No one cares about the condemnations per se; what the world cares about is that the terror stops. Since the vast majority of terror attacks (and, now, antisemitism) are done in the name of Islam, it is reasonable to expect Muslim leaders to be in the forefront of fighting terrorism - not just condemning it but addressing it within their own communities and mosques, finding our root causes of how extremism makes it into their own communities and coming up with Islamic-centered solutions that can both convince the youth that terror is not acceptable and that can effectively defeat the ideological roots of Islamic terror.

If moderate Islam is the choice of the vast majority of Muslims, then that majority does have the responsibility to fix the problem with their extremist Muslim brothers. Condemnations are only a small, visible component of what needs to be a major, soul-searching effort. 

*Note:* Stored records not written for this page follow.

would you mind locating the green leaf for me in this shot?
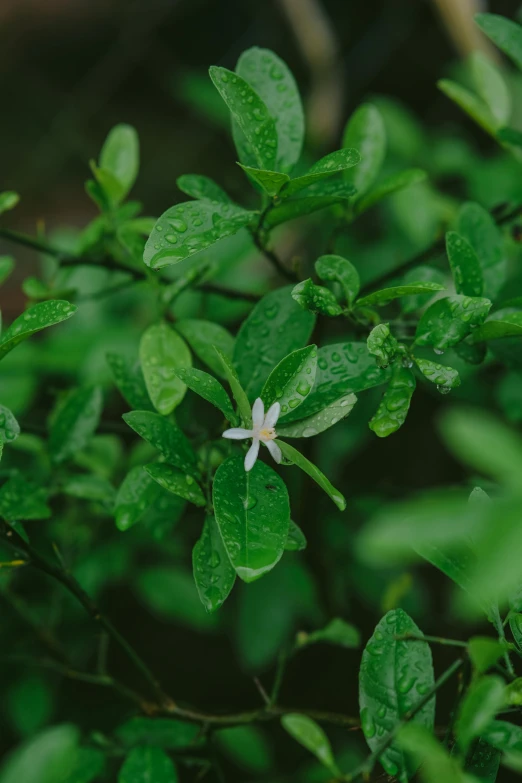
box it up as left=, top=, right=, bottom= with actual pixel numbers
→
left=233, top=286, right=315, bottom=400
left=369, top=366, right=416, bottom=438
left=238, top=164, right=289, bottom=196
left=118, top=746, right=177, bottom=783
left=0, top=256, right=14, bottom=286
left=143, top=199, right=256, bottom=269
left=107, top=353, right=153, bottom=411
left=116, top=717, right=200, bottom=749
left=282, top=149, right=360, bottom=198
left=0, top=301, right=76, bottom=362
left=291, top=279, right=343, bottom=317
left=265, top=182, right=356, bottom=227
left=473, top=311, right=522, bottom=342
left=280, top=714, right=339, bottom=776
left=464, top=738, right=501, bottom=783
left=367, top=323, right=399, bottom=368
left=357, top=281, right=445, bottom=307
left=414, top=358, right=461, bottom=392
left=315, top=254, right=360, bottom=306
left=457, top=202, right=505, bottom=300
left=61, top=475, right=115, bottom=504
left=401, top=266, right=447, bottom=314
left=482, top=720, right=522, bottom=755
left=276, top=439, right=345, bottom=510
left=209, top=65, right=278, bottom=169
left=438, top=79, right=496, bottom=136
left=261, top=345, right=317, bottom=416
left=355, top=168, right=427, bottom=215
left=115, top=466, right=161, bottom=531
left=285, top=520, right=307, bottom=551
left=64, top=748, right=106, bottom=783
left=471, top=51, right=511, bottom=126
left=0, top=405, right=20, bottom=446
left=297, top=618, right=360, bottom=649
left=235, top=47, right=304, bottom=172
left=456, top=676, right=506, bottom=753
left=0, top=476, right=51, bottom=521
left=359, top=609, right=435, bottom=780
left=213, top=455, right=290, bottom=582
left=510, top=614, right=522, bottom=650
left=176, top=367, right=237, bottom=424
left=99, top=124, right=139, bottom=204
left=446, top=231, right=483, bottom=297
left=123, top=411, right=199, bottom=477
left=175, top=319, right=234, bottom=379
left=145, top=463, right=205, bottom=507
left=475, top=13, right=522, bottom=71
left=0, top=724, right=79, bottom=783
left=497, top=126, right=522, bottom=146
left=49, top=386, right=103, bottom=464
left=276, top=392, right=357, bottom=438
left=398, top=725, right=469, bottom=783
left=342, top=103, right=386, bottom=196
left=0, top=191, right=19, bottom=215
left=413, top=540, right=486, bottom=612
left=415, top=296, right=492, bottom=352
left=216, top=726, right=272, bottom=774
left=468, top=637, right=506, bottom=674
left=193, top=514, right=236, bottom=612
left=136, top=568, right=216, bottom=630
left=139, top=322, right=191, bottom=416
left=176, top=173, right=230, bottom=203
left=282, top=342, right=388, bottom=422
left=215, top=348, right=252, bottom=426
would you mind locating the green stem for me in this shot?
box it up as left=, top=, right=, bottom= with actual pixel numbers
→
left=396, top=633, right=467, bottom=648
left=491, top=605, right=515, bottom=676
left=269, top=648, right=289, bottom=706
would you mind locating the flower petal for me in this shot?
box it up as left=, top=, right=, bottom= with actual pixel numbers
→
left=252, top=397, right=265, bottom=428
left=244, top=439, right=260, bottom=471
left=222, top=428, right=253, bottom=440
left=265, top=439, right=282, bottom=464
left=264, top=402, right=281, bottom=428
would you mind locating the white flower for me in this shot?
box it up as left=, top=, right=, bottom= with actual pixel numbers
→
left=222, top=397, right=282, bottom=472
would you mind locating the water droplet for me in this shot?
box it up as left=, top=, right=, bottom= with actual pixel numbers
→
left=361, top=707, right=376, bottom=738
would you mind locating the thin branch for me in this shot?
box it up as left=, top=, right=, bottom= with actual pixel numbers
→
left=157, top=702, right=359, bottom=728
left=252, top=232, right=298, bottom=282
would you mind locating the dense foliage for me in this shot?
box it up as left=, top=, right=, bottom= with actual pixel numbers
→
left=3, top=10, right=522, bottom=783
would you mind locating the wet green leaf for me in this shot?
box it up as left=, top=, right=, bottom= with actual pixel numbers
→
left=401, top=266, right=448, bottom=314
left=176, top=367, right=237, bottom=424
left=342, top=103, right=386, bottom=196
left=215, top=348, right=252, bottom=426
left=145, top=463, right=205, bottom=507
left=0, top=405, right=20, bottom=446
left=457, top=202, right=505, bottom=300
left=473, top=311, right=522, bottom=341
left=49, top=386, right=103, bottom=464
left=176, top=173, right=230, bottom=203
left=115, top=466, right=161, bottom=531
left=143, top=199, right=256, bottom=269
left=0, top=300, right=76, bottom=362
left=446, top=231, right=483, bottom=297
left=277, top=439, right=345, bottom=510
left=291, top=278, right=343, bottom=316
left=233, top=286, right=315, bottom=400
left=238, top=165, right=289, bottom=196
left=315, top=254, right=360, bottom=306
left=476, top=13, right=522, bottom=72
left=415, top=295, right=491, bottom=352
left=482, top=720, right=522, bottom=756
left=281, top=714, right=339, bottom=776
left=276, top=392, right=357, bottom=438
left=438, top=79, right=496, bottom=136
left=106, top=353, right=154, bottom=411
left=193, top=515, right=236, bottom=612
left=123, top=411, right=199, bottom=477
left=265, top=182, right=356, bottom=227
left=261, top=345, right=317, bottom=416
left=213, top=455, right=290, bottom=582
left=359, top=609, right=435, bottom=780
left=358, top=281, right=444, bottom=307
left=414, top=358, right=460, bottom=391
left=464, top=737, right=501, bottom=783
left=139, top=322, right=191, bottom=416
left=369, top=366, right=416, bottom=438
left=0, top=724, right=79, bottom=783
left=285, top=520, right=307, bottom=551
left=471, top=51, right=511, bottom=126
left=367, top=324, right=399, bottom=368
left=509, top=614, right=522, bottom=650
left=118, top=746, right=177, bottom=783
left=282, top=149, right=360, bottom=198
left=356, top=168, right=427, bottom=215
left=456, top=676, right=506, bottom=753
left=175, top=319, right=234, bottom=379
left=497, top=126, right=522, bottom=146
left=297, top=618, right=360, bottom=649
left=0, top=476, right=50, bottom=521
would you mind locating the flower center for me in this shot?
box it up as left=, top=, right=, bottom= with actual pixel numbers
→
left=259, top=427, right=276, bottom=442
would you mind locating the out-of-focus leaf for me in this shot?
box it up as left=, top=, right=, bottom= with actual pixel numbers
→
left=457, top=202, right=505, bottom=300
left=342, top=103, right=386, bottom=196
left=135, top=568, right=216, bottom=631
left=115, top=466, right=161, bottom=531
left=285, top=520, right=307, bottom=551
left=0, top=256, right=14, bottom=286
left=476, top=13, right=522, bottom=72
left=61, top=475, right=115, bottom=505
left=0, top=405, right=20, bottom=446
left=455, top=676, right=506, bottom=753
left=98, top=124, right=139, bottom=204
left=471, top=51, right=511, bottom=126
left=216, top=725, right=273, bottom=773
left=468, top=637, right=506, bottom=674
left=139, top=322, right=191, bottom=416
left=355, top=169, right=427, bottom=215
left=0, top=724, right=79, bottom=783
left=0, top=476, right=50, bottom=521
left=49, top=386, right=103, bottom=465
left=297, top=618, right=360, bottom=649
left=281, top=715, right=339, bottom=775
left=115, top=717, right=200, bottom=749
left=118, top=746, right=177, bottom=783
left=438, top=79, right=496, bottom=136
left=398, top=724, right=470, bottom=783
left=473, top=311, right=522, bottom=342
left=0, top=191, right=19, bottom=215
left=215, top=348, right=252, bottom=426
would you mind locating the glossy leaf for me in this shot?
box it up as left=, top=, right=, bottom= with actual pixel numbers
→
left=473, top=311, right=522, bottom=342
left=498, top=126, right=522, bottom=146
left=0, top=300, right=76, bottom=362
left=468, top=637, right=506, bottom=674
left=297, top=618, right=360, bottom=649
left=49, top=386, right=103, bottom=464
left=401, top=266, right=448, bottom=314
left=176, top=318, right=234, bottom=379
left=355, top=168, right=427, bottom=215
left=123, top=411, right=199, bottom=477
left=369, top=366, right=416, bottom=438
left=457, top=202, right=505, bottom=300
left=315, top=254, right=360, bottom=306
left=139, top=322, right=191, bottom=416
left=0, top=476, right=51, bottom=521
left=476, top=13, right=522, bottom=72
left=471, top=51, right=511, bottom=126
left=143, top=199, right=256, bottom=269
left=367, top=323, right=399, bottom=368
left=261, top=345, right=317, bottom=416
left=415, top=295, right=492, bottom=352
left=215, top=348, right=252, bottom=426
left=446, top=231, right=483, bottom=297
left=176, top=173, right=230, bottom=203
left=233, top=286, right=315, bottom=400
left=99, top=124, right=139, bottom=204
left=456, top=676, right=506, bottom=753
left=118, top=746, right=177, bottom=783
left=212, top=455, right=290, bottom=582
left=115, top=466, right=161, bottom=532
left=510, top=614, right=522, bottom=650
left=342, top=103, right=386, bottom=196
left=280, top=715, right=339, bottom=776
left=291, top=279, right=343, bottom=317
left=193, top=515, right=236, bottom=612
left=106, top=353, right=154, bottom=411
left=464, top=738, right=501, bottom=783
left=210, top=65, right=278, bottom=169
left=358, top=281, right=444, bottom=307
left=265, top=182, right=356, bottom=227
left=238, top=164, right=289, bottom=196
left=438, top=79, right=496, bottom=136
left=0, top=405, right=20, bottom=446
left=276, top=393, right=357, bottom=438
left=176, top=367, right=237, bottom=424
left=285, top=520, right=307, bottom=551
left=277, top=439, right=345, bottom=510
left=145, top=463, right=205, bottom=507
left=414, top=358, right=461, bottom=391
left=282, top=148, right=360, bottom=198
left=359, top=609, right=435, bottom=780
left=0, top=724, right=79, bottom=783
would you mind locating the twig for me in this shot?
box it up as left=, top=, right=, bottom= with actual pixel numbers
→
left=252, top=232, right=298, bottom=282
left=157, top=702, right=359, bottom=728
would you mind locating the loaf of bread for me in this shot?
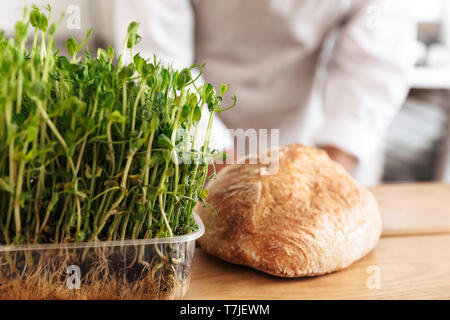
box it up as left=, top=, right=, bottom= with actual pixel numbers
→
left=197, top=144, right=381, bottom=277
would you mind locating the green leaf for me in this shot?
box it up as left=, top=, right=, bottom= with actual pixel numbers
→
left=158, top=134, right=174, bottom=150
left=12, top=114, right=25, bottom=127
left=85, top=118, right=96, bottom=130
left=187, top=93, right=198, bottom=108
left=76, top=191, right=88, bottom=199
left=177, top=69, right=191, bottom=90
left=95, top=167, right=103, bottom=178
left=150, top=116, right=159, bottom=132
left=180, top=105, right=190, bottom=121
left=133, top=53, right=145, bottom=72
left=119, top=66, right=134, bottom=81
left=0, top=177, right=14, bottom=194
left=166, top=166, right=174, bottom=177
left=12, top=234, right=25, bottom=244
left=203, top=83, right=217, bottom=111
left=45, top=4, right=52, bottom=17
left=66, top=38, right=79, bottom=57
left=30, top=9, right=41, bottom=28
left=127, top=21, right=140, bottom=36
left=14, top=21, right=29, bottom=42
left=107, top=46, right=114, bottom=61
left=127, top=33, right=141, bottom=49
left=48, top=23, right=57, bottom=36
left=84, top=165, right=93, bottom=179
left=97, top=48, right=108, bottom=61
left=48, top=192, right=59, bottom=212
left=108, top=110, right=125, bottom=124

That is what the world is not seeing. 

I don't doubt that most Muslim leaders detest ISIS. But the fact is that ISIS emerged from their own belief system. And extremist ideologies like that of ISIS is offering something compelling for young people to want to join it. Perhaps it is the perception that extremism is aligned with piety, perhaps it is from years of being indoctrinated with the idea that Muslims are under attack and it is time for them to take revenge, perhaps something else. But this is not a problem that can be solved by non-Muslims. The responsibility lies with Muslim leaders, both in the first and third worlds. and like it or not, the rest of the world is not seeing the excruciating soul-searching and strategy that is a necessary component of solving this problem that is clearly in the heart of the Islamic world today, not peripheral to it. 

(h/t EBoZ)

UPDATE: After I wrote this, I saw his article showing that Egypt's president gets it:

In a speech on New Year’s day, Egyptian President Abdel Fattah al-Sisi called for a “religious revolution” in Islam that would displace violent jihad from the center of Muslim discourse.

“Is it possible that 1.6 billion people (Muslims worldwide) should want to kill the rest of the world’s population—that is, 7 billion people—so that they themselves may live?” he asked. “Impossible.”

Speaking to an audience of religious scholars celebrating the birth of Islam’s prophet, Mohammed, he called on the religious establishment to lead the fight for moderation in the Muslim world. “You imams (prayer leaders) are responsible before Allah. The entire world—I say it again, the entire world—is waiting for your next move because this umma (a word that can refer either to the Egyptian nation or the entire Muslim world) is being torn, it is being destroyed, it is being lost—and it is being lost by our own hands.”

He was speaking in Al-Azhar University in Cairo, widely regarded as the leading world center for Islamic learning.

“The corpus of texts and ideas that we have made sacred over the years, to the point that departing from them has become almost impossible, is antagonizing the entire world. You cannot feel it if you remain trapped within this mindset. You must step outside yourselves and reflect on it from a more enlightened perspective.”